The German native, whose resume includes extended stints at two of Aston Martin’s closest adversaries, McLaren and Lotus, also points to changes in the brand’s C-suite as the trigger for its invigoration.

“Last year we had Adrian Hallmark joining us as our CEO – he’s a world-class leader. That was a fantastic thing for us. He brought a customer-first mentality,” he says.

“We also see now the quality of the people that we have: great engineers and designers. This has had a massive impact in terms of the people side.”

“We now focus more on value rather than just a big volume push.”

In a challenging period for the worldwide automotive industry as a whole, during which household names from Toyota to Ford have been dialing back on electrification commitments and streamlining business models, Aston Martin has bucked the trend by injecting US$2 billion into its product portfolio.

This includes various iterations on Vantage, Vanquish and Valhalla models, as well as a focus on luxurious inner-city showrooms, part of a new dealer-facing marketing strategy designed to encourage closer integration.

The brand has also refined a distinct data-driven approach, using precise metrics to point customers toward live events (adrenaline-packed track days, regional driving escapes and the like) and other exclusive client privileges associated with ownership of a winged Aston Martin badge.

The Formula One stage

Bareis, who declares himself as “a real car guy,” is aware of the cultural magnetism that being a historic fixture on the Formula One calendar since 1959 affords Aston Martin, and how the company can successfully leverage it.

“We now have 20 races on a global stage. The attraction of Formula One is going up year by year, and we can offer our customers worldwide a link to that luxury experience – the things you can’t buy,” he says.

“One out of four cars ordered by a customer is actually in Aston Martin’s Racing Green color, so a lot of people associate us with Formula One.

“We now have access to the latest and greatest technology. We can see that in the carbon fiber technology that we bring to the Valhalla, for example, and we can see it in our electrical components.

“Our Formula One colleagues at Silverstone are now really part of the car programs, where they develop technology from a racetrack to a road application.”

“Our Formula One colleagues at Silverstone are now really part of the car programs, where they develop technology from a racetrack to a road application.”

Aston Martin’s enduring romance with motorsport also strengthens bonds with existing vendor partnerships.

“We already touched upon Formula One’s attractiveness,” Bareis says. “With Formula One, you can engage suppliers and all the people you do business with. You can bring them into this world. Then they are proud to be in this environment.”

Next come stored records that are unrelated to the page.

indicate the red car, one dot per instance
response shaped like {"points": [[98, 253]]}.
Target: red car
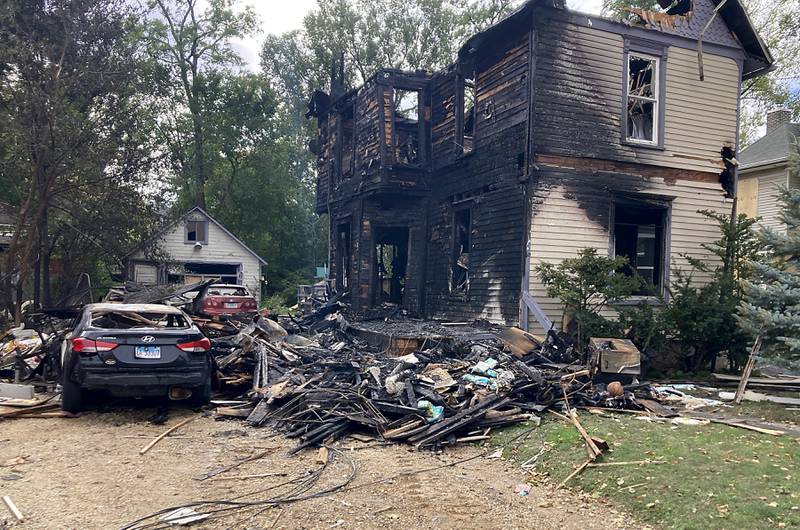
{"points": [[223, 299]]}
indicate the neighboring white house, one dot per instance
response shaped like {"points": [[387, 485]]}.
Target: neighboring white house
{"points": [[196, 248], [764, 167]]}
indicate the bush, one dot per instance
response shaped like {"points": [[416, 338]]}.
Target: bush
{"points": [[586, 285]]}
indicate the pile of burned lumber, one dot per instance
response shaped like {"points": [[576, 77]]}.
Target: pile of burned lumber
{"points": [[324, 385]]}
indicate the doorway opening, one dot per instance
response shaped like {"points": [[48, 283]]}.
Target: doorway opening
{"points": [[391, 260]]}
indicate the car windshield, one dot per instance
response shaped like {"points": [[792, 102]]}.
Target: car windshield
{"points": [[106, 319], [228, 290]]}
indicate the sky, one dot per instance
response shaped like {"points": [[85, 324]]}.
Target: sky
{"points": [[280, 16]]}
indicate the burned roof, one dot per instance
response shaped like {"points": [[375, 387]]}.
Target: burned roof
{"points": [[758, 59], [772, 148]]}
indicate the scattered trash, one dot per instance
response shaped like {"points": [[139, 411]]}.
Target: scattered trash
{"points": [[522, 489]]}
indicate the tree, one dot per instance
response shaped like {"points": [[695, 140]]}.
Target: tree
{"points": [[778, 24], [69, 116], [586, 285], [190, 47], [771, 308]]}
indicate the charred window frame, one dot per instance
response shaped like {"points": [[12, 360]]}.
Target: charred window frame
{"points": [[196, 231], [344, 253], [640, 231], [466, 111], [462, 248], [643, 93], [345, 144], [407, 125]]}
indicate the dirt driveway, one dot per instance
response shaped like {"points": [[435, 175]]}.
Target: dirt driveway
{"points": [[87, 473]]}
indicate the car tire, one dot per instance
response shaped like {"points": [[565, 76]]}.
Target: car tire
{"points": [[72, 395]]}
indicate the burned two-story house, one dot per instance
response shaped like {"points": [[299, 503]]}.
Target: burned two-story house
{"points": [[553, 131]]}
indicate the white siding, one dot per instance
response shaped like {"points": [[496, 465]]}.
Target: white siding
{"points": [[769, 205], [145, 273], [560, 227], [221, 249], [700, 116]]}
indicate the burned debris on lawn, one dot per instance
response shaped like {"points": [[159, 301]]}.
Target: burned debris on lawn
{"points": [[449, 388]]}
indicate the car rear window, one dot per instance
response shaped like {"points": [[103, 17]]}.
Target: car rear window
{"points": [[137, 319], [227, 291]]}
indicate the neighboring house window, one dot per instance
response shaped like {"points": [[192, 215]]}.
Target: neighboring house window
{"points": [[462, 246], [197, 232], [406, 125], [643, 98], [640, 235], [466, 113]]}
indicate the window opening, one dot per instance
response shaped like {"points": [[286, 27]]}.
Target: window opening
{"points": [[345, 251], [347, 146], [196, 232], [391, 259], [639, 236], [466, 134], [406, 125], [642, 99], [462, 245]]}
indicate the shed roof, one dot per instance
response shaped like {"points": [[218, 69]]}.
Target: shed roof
{"points": [[772, 148]]}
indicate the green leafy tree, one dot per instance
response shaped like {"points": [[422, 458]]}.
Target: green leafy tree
{"points": [[72, 153], [778, 24], [586, 285], [771, 308], [190, 47]]}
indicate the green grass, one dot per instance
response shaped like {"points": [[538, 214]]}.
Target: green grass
{"points": [[717, 477]]}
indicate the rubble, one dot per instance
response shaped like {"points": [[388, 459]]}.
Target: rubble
{"points": [[318, 381]]}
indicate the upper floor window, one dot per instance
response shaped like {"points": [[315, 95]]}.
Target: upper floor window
{"points": [[643, 99], [346, 144], [406, 125], [197, 232], [465, 125]]}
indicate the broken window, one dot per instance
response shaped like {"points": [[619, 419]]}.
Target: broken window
{"points": [[465, 134], [462, 245], [391, 260], [346, 145], [642, 99], [344, 251], [406, 125], [197, 232], [639, 236], [130, 319]]}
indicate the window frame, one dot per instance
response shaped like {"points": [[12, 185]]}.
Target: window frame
{"points": [[646, 50], [663, 203], [460, 115], [186, 239], [459, 209], [420, 122]]}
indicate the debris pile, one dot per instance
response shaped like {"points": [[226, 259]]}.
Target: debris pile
{"points": [[334, 384]]}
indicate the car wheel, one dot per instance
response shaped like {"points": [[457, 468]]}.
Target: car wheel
{"points": [[72, 395]]}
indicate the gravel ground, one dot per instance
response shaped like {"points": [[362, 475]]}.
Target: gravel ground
{"points": [[87, 473]]}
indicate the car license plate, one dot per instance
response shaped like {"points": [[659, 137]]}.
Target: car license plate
{"points": [[147, 352]]}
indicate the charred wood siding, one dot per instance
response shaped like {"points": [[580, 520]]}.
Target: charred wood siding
{"points": [[579, 92], [489, 181]]}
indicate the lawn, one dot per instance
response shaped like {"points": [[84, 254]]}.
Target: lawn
{"points": [[716, 477]]}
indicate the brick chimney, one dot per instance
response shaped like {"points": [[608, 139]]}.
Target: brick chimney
{"points": [[776, 118]]}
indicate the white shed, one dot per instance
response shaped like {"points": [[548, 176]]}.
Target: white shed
{"points": [[194, 248]]}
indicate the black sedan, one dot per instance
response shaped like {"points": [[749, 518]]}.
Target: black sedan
{"points": [[135, 350]]}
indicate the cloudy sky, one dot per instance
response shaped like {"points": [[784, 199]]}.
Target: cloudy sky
{"points": [[281, 16]]}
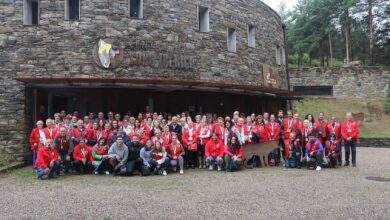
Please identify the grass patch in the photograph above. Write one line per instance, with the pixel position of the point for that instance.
(370, 128)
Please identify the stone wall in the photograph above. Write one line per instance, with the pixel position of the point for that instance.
(350, 82)
(63, 49)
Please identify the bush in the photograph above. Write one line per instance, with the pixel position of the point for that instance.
(387, 100)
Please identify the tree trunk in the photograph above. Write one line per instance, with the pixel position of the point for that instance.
(330, 49)
(370, 36)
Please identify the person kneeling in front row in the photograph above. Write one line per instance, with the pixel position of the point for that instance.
(314, 151)
(159, 156)
(100, 156)
(47, 161)
(233, 155)
(146, 154)
(334, 151)
(214, 152)
(118, 154)
(175, 155)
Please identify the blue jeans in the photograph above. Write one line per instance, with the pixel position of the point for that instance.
(211, 161)
(54, 171)
(350, 146)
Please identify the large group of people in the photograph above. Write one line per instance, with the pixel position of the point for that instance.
(153, 144)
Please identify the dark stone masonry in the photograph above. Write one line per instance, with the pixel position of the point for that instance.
(351, 82)
(164, 44)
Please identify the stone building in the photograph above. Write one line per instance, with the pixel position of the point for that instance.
(199, 56)
(366, 83)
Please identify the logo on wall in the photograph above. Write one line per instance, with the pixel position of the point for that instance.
(107, 53)
(269, 75)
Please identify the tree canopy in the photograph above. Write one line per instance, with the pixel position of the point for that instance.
(333, 32)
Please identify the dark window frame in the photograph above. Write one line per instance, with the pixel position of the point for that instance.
(314, 90)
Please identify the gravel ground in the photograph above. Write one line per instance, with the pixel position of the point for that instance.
(250, 194)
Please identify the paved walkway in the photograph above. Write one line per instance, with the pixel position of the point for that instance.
(268, 193)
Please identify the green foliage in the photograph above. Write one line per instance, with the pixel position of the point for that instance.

If the DB12’s theatrical Riviera debut was the initial pull-off on a thrilling new journey, then the Valhalla plug-in hybrid electric vehicle, a limited-edition, mid-engined V8 supercar, is poised to propel the company further toward new horizons – at speeds of up to 350 kilometers per hour, for those who have the stomach.

Electrifying change

For Bareis, the launch of the US$1.17 million slice of exotica, expected imminently, will resonate with customers who identify with electrification as a positive force for the world, but are not yet prepared to fully embrace expensive all-electric machines. This credo aligns with Aston Martin’s incremental stance on the nascent power source (the company’s first battery electric vehicle is slated for 2030).

“This is the challenge,” Bareis admits. “But the opportunity we have is we can actually start our electrification, which provides something that the customer needs – which is keeping the performance and the excitement.”

As anyone who was in Monaco on that blissful summer’s morning in 2023 will attest, that’s something that’s never been in short supply at Aston Martin.